Collection: Saffron

(Also known as Red Gold)

What does saffron taste like?

Grassy, Bitter and Honeyed, Saffron is the most expensive spice in the world. It has a warm, musky smell like freshly cut hay, with a mild metallic note. Saffron imparts an intense yellow colour to a dish while emitting strong perfume and a delicate flavour. A little pinch goes a long way. 

Why choosing saffron from the right country matters.

Saffron comes from the dried yellow stigmas of the saffron crocus flower. Always look for vibrant red strands, as duller red or brown colours may donate to stale. Although doubts remain on its origin, evidence suggests that Saffron originated from Iran, which is currently the world’s largest producer of saffron. Greece holds the second position and also makes a claim as its possible birthplace. Trade and use of saffron date back thousands of years, with early recording beginning in the 7th Century AD. 

Countries like Azerbaijan have increased saffron production as of 2020. Sales to countries such as the United Arab Emirates accounted for the largest share of Azerbaijan's saffron exports since the beginning of 2020. Spanish saffron is considered very good but Afghan saffron is considered exceptional in terms of quality having won 3 stars from the international taste institute in Brussels for several years. Iran is reported to produce approximately 85% of the world's saffron, according to the UN Food and Agriculture Organization. 

What flavours go with saffron?

  • Almond
  • Anise
  • Cardamom
  • Cauliflower
  • Lemon
  • Lime
  • Nutmeg
  • Orange
  • Potato
  • Rhubarb
  • Rose

Saffron is still grown in the UK and traditionally it was grown in Cornwall where it was a key ingredient in the Cornish Saffron cake alongside nutmeg. Our Persian 6th Century BC Advieh-E Khoresh is bursting with saffron notes. This Great Taste award-winning spice mix is a demonstration of how saffron is a cornerstone alongside the other flavours of lack limecardamom and rose petals

What are the health benefits of saffron?

Part of the Iris family (Crocus sativus), saffron is an excellent source of minerals and is often used in tea. Rich in antioxidants such as crocin, crocetin, safranal, and kaempferol. These compounds may provide a variety of health benefits, including mood improvement, depression treatment, cancer-fighting properties, and support for a healthy nervous system. Additionally, saffron has been associated with other potential health benefits like reducing PMS symptoms, boosting libido, aiding in weight management, and enhancing overall immune function.

What are interesting facts about saffron?

  • Just 6,000 flowers and 12 hours of labour will give you 30g or 1oz of saffron. As a rule of thumb, you should avoid ground saffron as it is hard to know if it is genuine. It is worth reflecting on the question as to "Why is saffron so expensive?"
  • Saffron has been around since the Bronze Age, prized for millenniums. Historical hieroglyphical evidence suggests that Cleopatra bathed in saffron-scented mare's milk.
  • The Essex town of Saffron Walden gets its name from the spice that grew there. Saffron is still grown in the UK to this day in Essex and Devon, where it is said to have a sweeter honey-like taste.
  • La Mancha in Spain has EU-protected status for its prized saffron.
  • Saffron's modern name derives from the Arabic for yellow.
  • Saffron has long been used to dye textiles. Buddhist priests have long worn yellow robes dyed with saffron. 

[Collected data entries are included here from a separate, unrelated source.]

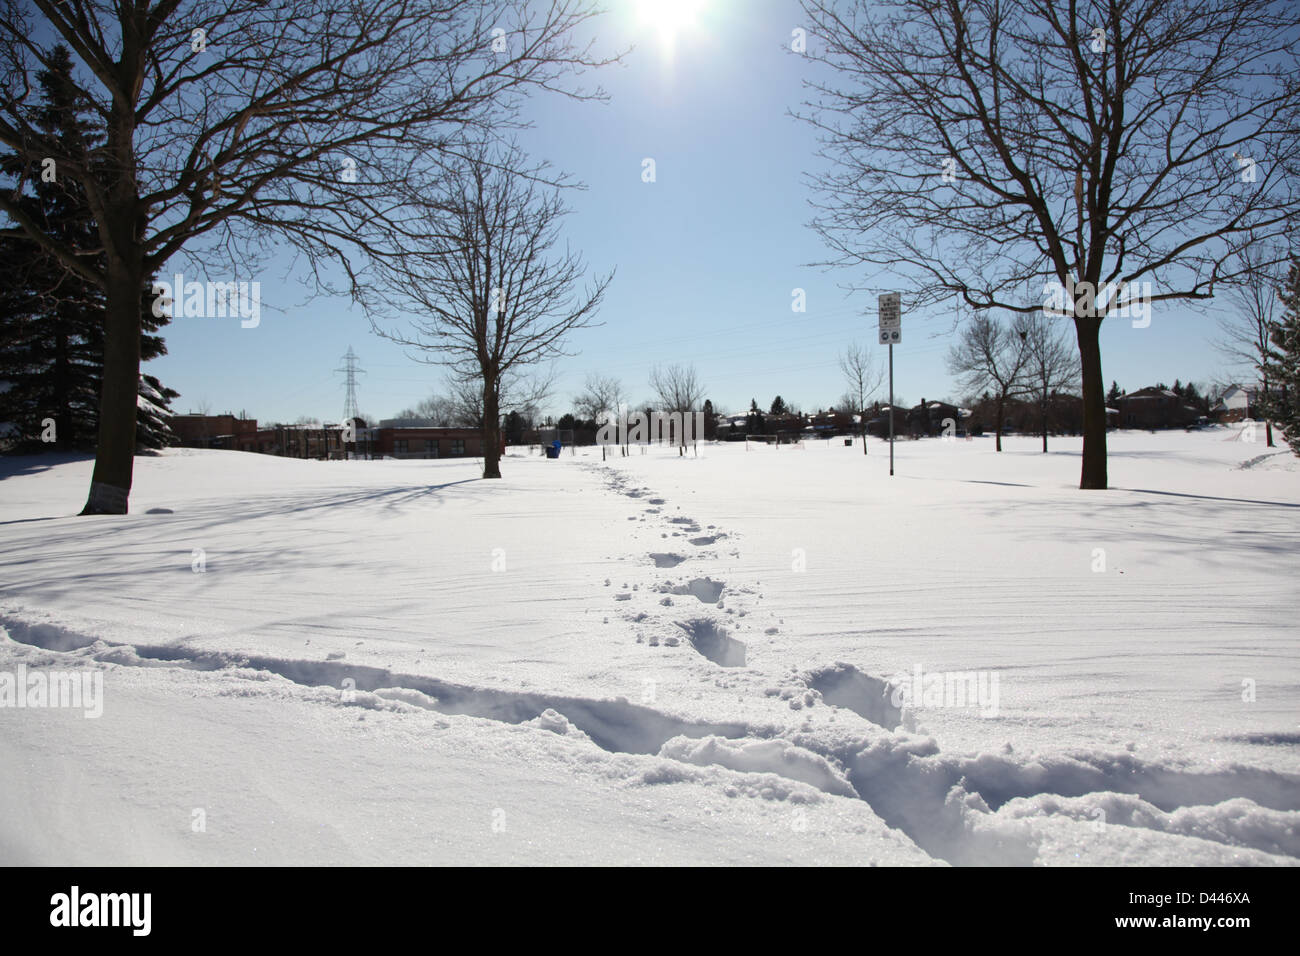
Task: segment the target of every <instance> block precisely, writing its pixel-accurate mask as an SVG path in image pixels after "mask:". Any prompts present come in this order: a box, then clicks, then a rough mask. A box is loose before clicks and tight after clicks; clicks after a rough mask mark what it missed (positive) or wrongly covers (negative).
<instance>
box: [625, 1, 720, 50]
mask: <svg viewBox="0 0 1300 956" xmlns="http://www.w3.org/2000/svg"><path fill="white" fill-rule="evenodd" d="M705 1H706V0H636V4H637V20H638V22H640V23H641V26H643V27H649V29H651V30H654V31H655V33H658V34H659V39H660V42H662V43H663V44H664V46H666V47H668V48H672V46H673V44H675V43H676V39H677V36H680V35H681V34H682V33H686V31H689V30H692V29H693V27H694V26H695V25H697V22H698V18H699V13H701V10H702V9H703V7H705Z"/></svg>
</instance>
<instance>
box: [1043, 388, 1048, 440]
mask: <svg viewBox="0 0 1300 956" xmlns="http://www.w3.org/2000/svg"><path fill="white" fill-rule="evenodd" d="M1047 453H1048V390H1047V389H1043V454H1044V455H1045V454H1047Z"/></svg>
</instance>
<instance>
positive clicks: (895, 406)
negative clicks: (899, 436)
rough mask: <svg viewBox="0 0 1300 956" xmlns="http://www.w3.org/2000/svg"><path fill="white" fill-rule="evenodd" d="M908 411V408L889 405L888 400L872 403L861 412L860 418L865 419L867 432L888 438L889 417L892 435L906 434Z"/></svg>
mask: <svg viewBox="0 0 1300 956" xmlns="http://www.w3.org/2000/svg"><path fill="white" fill-rule="evenodd" d="M909 411H910V410H909V408H900V407H898V406H891V405H889V403H888V402H875V403H872V406H871V407H870V408H867V410H866V411H863V412H862V418H865V419H866V421H867V425H866V428H867V434H871V436H875V437H876V438H888V437H889V420H891V419H893V429H894V437H897V436H900V434H906V429H907V412H909Z"/></svg>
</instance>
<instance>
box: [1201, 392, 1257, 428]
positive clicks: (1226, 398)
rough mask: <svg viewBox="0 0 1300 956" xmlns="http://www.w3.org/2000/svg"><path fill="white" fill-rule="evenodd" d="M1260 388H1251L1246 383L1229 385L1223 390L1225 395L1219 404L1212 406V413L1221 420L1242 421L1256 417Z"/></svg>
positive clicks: (1218, 403)
mask: <svg viewBox="0 0 1300 956" xmlns="http://www.w3.org/2000/svg"><path fill="white" fill-rule="evenodd" d="M1257 393H1258V389H1249V388H1245V386H1244V385H1229V386H1227V388H1226V389H1225V390H1223V397H1222V398H1221V399H1219V402H1218V405H1216V406H1214V407H1213V408H1210V414H1212V415H1214V418H1216V419H1218V420H1219V421H1242V420H1243V419H1253V418H1255V411H1256V408H1255V405H1256V399H1257V397H1258V394H1257Z"/></svg>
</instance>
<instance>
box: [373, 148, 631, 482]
mask: <svg viewBox="0 0 1300 956" xmlns="http://www.w3.org/2000/svg"><path fill="white" fill-rule="evenodd" d="M425 190H426V191H424V190H421V191H419V193H416V194H413V195H412V196H411V199H409V202H411V204H412V206H417V207H419V208H420V209H421V211H422V213H424V215H425V216H428V219H429V228H430V232H432V230H434V229H438V228H439V224H443V225H442V226H441V228H443V229H445V232H443V234H442V235H430V237H429V238H428V239H426V241H425V242H424V243H422V245H421V246H419V247H413V248H409V250H406V251H402V252H400V254H398V255H395V256H393V258H385V259H381V260H378V261H377V263H376V267H377V269H378V271H380V272H381V273H382V274H383V276H386V277H387V282H389V285H390V287H393V289H396V290H398V291H399V294H400V295H402V297H403V298H404V299H406V300H408V302H409V303H412V304H413V306H415V307H416V310H417V311H419V315H416V316H415V317H411V319H408V320H406V321H404V323H402V324H399V325H398V326H391V325H385V324H382V321H381V320H380V316H381V315H382V313H378V315H376V313H372V321H373V324H374V329H376V332H378V333H380V334H381V336H383V337H386V338H390V339H393V341H395V342H399V343H402V345H407V346H412V347H415V349H416V350H417V351H419V352H420V360H422V362H429V363H434V364H443V365H447V367H448V368H450V369H451V372H452V377H454V381H456V382H458V384H459V386H460V389H461V397H463V399H464V402H465V403H467V405H474V406H477V407H478V418H480V421H481V428H482V434H484V477H485V479H499V477H500V416H502V412H503V407H502V406H503V386H506V385H507V384H508V382H511V381H521V380H523V376H524V373H525V371H526V369H529V368H530V367H536V365H538V364H542V363H546V362H550V360H552V359H555V358H558V356H560V355H564V351H563V345H564V337H565V336H567V334H568V333H571V332H573V330H575V329H581V328H586V326H589V325H591V323H593V320H594V317H595V313H597V311H598V310H599V307H601V300H602V299H603V298H604V290H606V289H607V287H608V284H610V280H611V278H612V273H610V274H606V276H598V277H597V278H595V280H594V281H593V284H591V285H590V286H588V287H586V289H585V290H580V289H578V284H580V281H581V280H582V277H584V274H585V273H586V265H585V264H584V261H582V259H581V256H580V255H578V254H576V252H573V251H572V250H569V248H568V247H567V246H565V247H564V248H563V250H558V248H556V243H558V242H559V226H560V221H562V220H563V217H564V216H565V213H567V211H565V208H564V203H563V200H562V198H560V193H559V189H558V187H551V186H547V185H546V183H543V182H541V181H539V179H538V178H537V170H536V169H524V168H523V156H521V153H520V151H519V150H517V148H513V147H511V148H508V150H502V151H498V150H493V148H490V147H478V148H476V150H474V151H473V152H472V155H471V156H469V157H467V159H465V160H463V161H460V163H458V164H455V165H452V166H448V168H447V169H446V173H445V176H443V177H442V178H441V179H439V181H438V182H437V183H432V185H429V186H426V187H425ZM387 304H391V303H387ZM480 397H481V398H480ZM476 398H477V399H478V401H472V399H476ZM515 401H516V402H520V403H526V402H525V401H524V399H523V398H521V397H516V398H515Z"/></svg>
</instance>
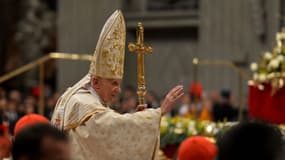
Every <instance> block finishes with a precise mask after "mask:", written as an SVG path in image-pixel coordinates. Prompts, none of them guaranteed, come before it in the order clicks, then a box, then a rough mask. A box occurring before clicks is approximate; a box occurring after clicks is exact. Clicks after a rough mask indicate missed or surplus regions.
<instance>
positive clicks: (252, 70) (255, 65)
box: [250, 62, 258, 72]
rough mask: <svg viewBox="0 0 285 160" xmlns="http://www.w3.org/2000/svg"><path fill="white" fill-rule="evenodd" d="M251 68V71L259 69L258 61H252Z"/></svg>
mask: <svg viewBox="0 0 285 160" xmlns="http://www.w3.org/2000/svg"><path fill="white" fill-rule="evenodd" d="M250 69H251V71H253V72H254V71H256V70H257V69H258V64H257V63H255V62H254V63H251V64H250Z"/></svg>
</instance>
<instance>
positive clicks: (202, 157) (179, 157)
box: [177, 136, 217, 160]
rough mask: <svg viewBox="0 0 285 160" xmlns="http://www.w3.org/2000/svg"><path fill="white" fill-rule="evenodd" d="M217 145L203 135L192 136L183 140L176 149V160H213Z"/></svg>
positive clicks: (215, 151) (214, 156) (215, 156)
mask: <svg viewBox="0 0 285 160" xmlns="http://www.w3.org/2000/svg"><path fill="white" fill-rule="evenodd" d="M216 155H217V147H216V145H215V144H214V143H212V142H211V141H210V140H209V139H207V138H206V137H203V136H193V137H189V138H187V139H186V140H184V141H183V142H182V143H181V145H180V147H179V150H178V159H177V160H214V159H215V157H216Z"/></svg>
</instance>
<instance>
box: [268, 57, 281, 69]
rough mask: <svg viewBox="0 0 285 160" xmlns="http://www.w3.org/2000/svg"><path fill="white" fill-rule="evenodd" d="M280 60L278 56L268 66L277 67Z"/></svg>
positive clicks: (273, 59) (270, 60)
mask: <svg viewBox="0 0 285 160" xmlns="http://www.w3.org/2000/svg"><path fill="white" fill-rule="evenodd" d="M279 63H280V62H279V60H278V59H277V58H275V59H272V60H270V62H269V64H268V66H269V68H272V69H276V68H278V66H279Z"/></svg>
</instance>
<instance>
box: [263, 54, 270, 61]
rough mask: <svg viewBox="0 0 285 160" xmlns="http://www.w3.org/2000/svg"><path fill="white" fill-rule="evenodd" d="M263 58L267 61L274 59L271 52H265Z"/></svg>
mask: <svg viewBox="0 0 285 160" xmlns="http://www.w3.org/2000/svg"><path fill="white" fill-rule="evenodd" d="M263 58H264V59H266V60H270V59H271V58H272V54H271V53H270V52H265V53H264V57H263Z"/></svg>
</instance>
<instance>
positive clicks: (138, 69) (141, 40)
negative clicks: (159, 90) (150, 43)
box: [128, 22, 152, 104]
mask: <svg viewBox="0 0 285 160" xmlns="http://www.w3.org/2000/svg"><path fill="white" fill-rule="evenodd" d="M136 36H137V42H136V44H134V43H129V45H128V48H129V51H130V52H135V53H137V85H138V88H137V94H138V98H139V104H144V103H145V100H144V97H145V95H146V85H145V77H144V55H145V54H151V53H152V48H151V47H150V46H145V45H144V28H143V25H142V23H141V22H139V23H138V26H137V31H136Z"/></svg>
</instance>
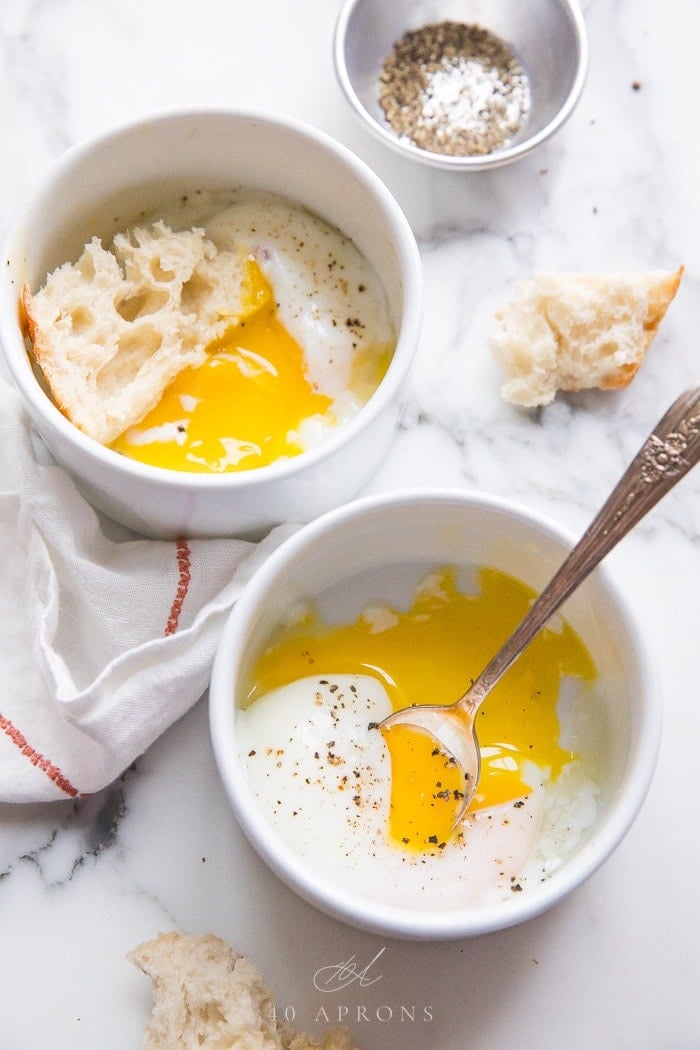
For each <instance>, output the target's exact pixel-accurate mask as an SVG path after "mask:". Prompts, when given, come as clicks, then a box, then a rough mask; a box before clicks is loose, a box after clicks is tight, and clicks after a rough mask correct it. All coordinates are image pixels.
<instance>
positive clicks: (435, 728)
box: [380, 386, 700, 827]
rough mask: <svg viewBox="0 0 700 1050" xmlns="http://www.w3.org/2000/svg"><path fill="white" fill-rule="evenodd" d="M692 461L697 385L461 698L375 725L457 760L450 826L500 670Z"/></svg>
mask: <svg viewBox="0 0 700 1050" xmlns="http://www.w3.org/2000/svg"><path fill="white" fill-rule="evenodd" d="M699 459H700V386H696V387H694V388H692V390H688V391H686V392H685V393H684V394H681V395H680V397H678V398H677V399H676V400H675V401H674V403H673V404H672V406H671V408H669V411H667V412H666V413H665V415H664V416H663V417H662V418H661V419H660V420H659V422H658V423H657V425H656V426H655V428H654V429H653V430H652V433H651V434H650V436H649V438H648V439H646V441H645V442H644V443H643V445H642V446H641V448H640V449H639V451H638V453H637V455H636V456H635V458H634V459H633V460H632V462H631V464H630V466H629V467H628V468H627V470H625V471H624V474H623V475H622V477H621V478H620V480H619V482H618V483H617V485H616V486H615V488H614V489H613V491H612V492H611V495H610V497H609V498H608V500H607V501H606V503H604V504H603V506H602V507H601V509H600V510H599V511H598V513H597V514H596V517H595V518H594V519H593V522H592V523H591V525H590V526H589V527H588V529H587V530H586V532H585V533H584V535H582V537H581V539H580V540H579V541H578V543H577V544H576V546H575V547H574V548H573V550H572V551H571V553H570V554H569V555H568V558H567V559H566V560H565V561H564V563H563V564H561V565H560V567H559V568H558V569H557V571H556V572H555V573H554V575H553V576H552V579H551V580H550V582H549V584H548V585H547V586H546V587H545V589H544V590H543V591H542V592H540V594H539V596H538V597H537V598H536V600H535V601H534V602H533V604H532V605H531V607H530V610H529V612H528V613H527V615H526V616H525V618H524V619H523V621H522V622H521V624H519V626H518V627H517V628H516V629H515V631H514V632H513V633H512V634H511V635H510V637H509V638H508V639H507V640H506V642H505V644H504V645H503V646H502V647H501V649H500V650H499V651H497V652H496V654H495V656H493V658H492V659H491V660H490V661H489V664H488V665H487V666H486V667H485V668H484V670H483V671H482V673H481V674H480V675H479V677H478V678H476V679H475V681H473V682H472V684H471V686H470V687H469V689H468V690H467V692H466V693H464V695H463V696H461V697H460V699H459V700H457V701H455V702H454V703H451V705H432V703H430V705H421V706H416V707H410V708H403V709H402V710H401V711H395V712H394V713H393V714H390V715H389V716H388V717H387V718H385V719H384V720H383V721H382V722H381V724H380V729H390V728H391V727H396V726H410V727H412V728H413V729H418V730H421V731H423V732H425V733H428V734H430V736H432V737H434V738H436V741H437V742H438V743H439V744H440V745H441V748H443V749H444V750H446V751H447V752H448V753H449V754H450V755H451V756H452V758H453V759H454V761H457V762H459V764H460V766H461V769H462V771H463V773H464V791H463V792H462V794H461V797H460V798H459V799H458V805H457V812H455V815H454V820H453V823H452V826H453V827H457V826H458V824H460V823H461V822H462V819H463V817H464V815H465V813H466V811H467V808H468V806H469V803H470V802H471V799H472V798H473V795H474V792H475V791H476V785H478V783H479V776H480V772H481V752H480V747H479V739H478V737H476V729H475V717H476V714H478V712H479V709H480V708H481V706H482V703H483V701H484V699H485V698H486V696H487V695H488V694H489V693H490V691H491V690H492V689H493V687H494V686H495V684H496V682H497V681H500V679H501V678H502V677H503V675H504V674H505V673H506V671H507V670H508V668H509V667H510V666H511V665H512V664H513V663H514V661H515V660H516V659H517V657H518V656H519V654H521V653H522V652H523V650H524V649H525V648H526V647H527V646H528V645H529V644H530V642H532V639H533V637H534V636H535V635H536V634H537V633H538V631H539V630H540V629H542V628H543V627H544V626H545V625H546V624H547V622H548V621H549V619H550V618H551V616H552V615H553V614H554V613H555V612H556V610H557V609H558V608H559V606H560V605H561V604H563V603H564V602H565V601H566V600H567V597H569V595H570V594H571V593H572V591H574V590H575V589H576V588H577V587H578V586H579V584H581V583H582V582H584V581H585V580H586V579H587V576H588V575H589V574H590V573H591V572H592V571H593V569H594V568H595V567H596V566H597V565H598V564H599V563H600V562H601V561H602V559H603V558H604V556H606V554H608V553H609V552H610V551H611V550H612V549H613V547H615V546H616V545H617V544H618V543H619V541H620V540H621V539H622V538H623V537H625V535H627V534H628V532H629V531H630V530H631V529H632V528H633V527H634V526H635V525H636V524H637V523H638V522H639V521H640V520H641V519H642V518H643V517H644V516H645V514H646V513H648V512H649V511H650V510H651V509H652V508H653V507H654V506H656V504H657V503H658V502H659V500H660V499H661V498H662V497H663V496H665V493H666V492H667V491H669V490H670V489H671V488H673V487H674V485H676V484H677V482H679V481H680V480H681V478H683V477H684V476H685V475H686V474H687V471H688V470H690V469H692V467H694V466H695V465H696V463H697V462H698V460H699Z"/></svg>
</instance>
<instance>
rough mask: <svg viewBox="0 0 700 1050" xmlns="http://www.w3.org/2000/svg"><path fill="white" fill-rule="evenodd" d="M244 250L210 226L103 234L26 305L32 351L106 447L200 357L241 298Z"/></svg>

What is the chief flavour profile of saffron?

Picrocrocin: (musky, earthy, warm and bitter) The picrocrocin compound and the safranal compound are both unique to saffron. Their qualities and their potency mean less is more. The bitterness of saffron complements and balances other potent compounds that come from caraway, paprika and black pepper to balance the overall complete taste.  Saffron dissolves better in water than oil, allowing time for the flavour to escape and elevate.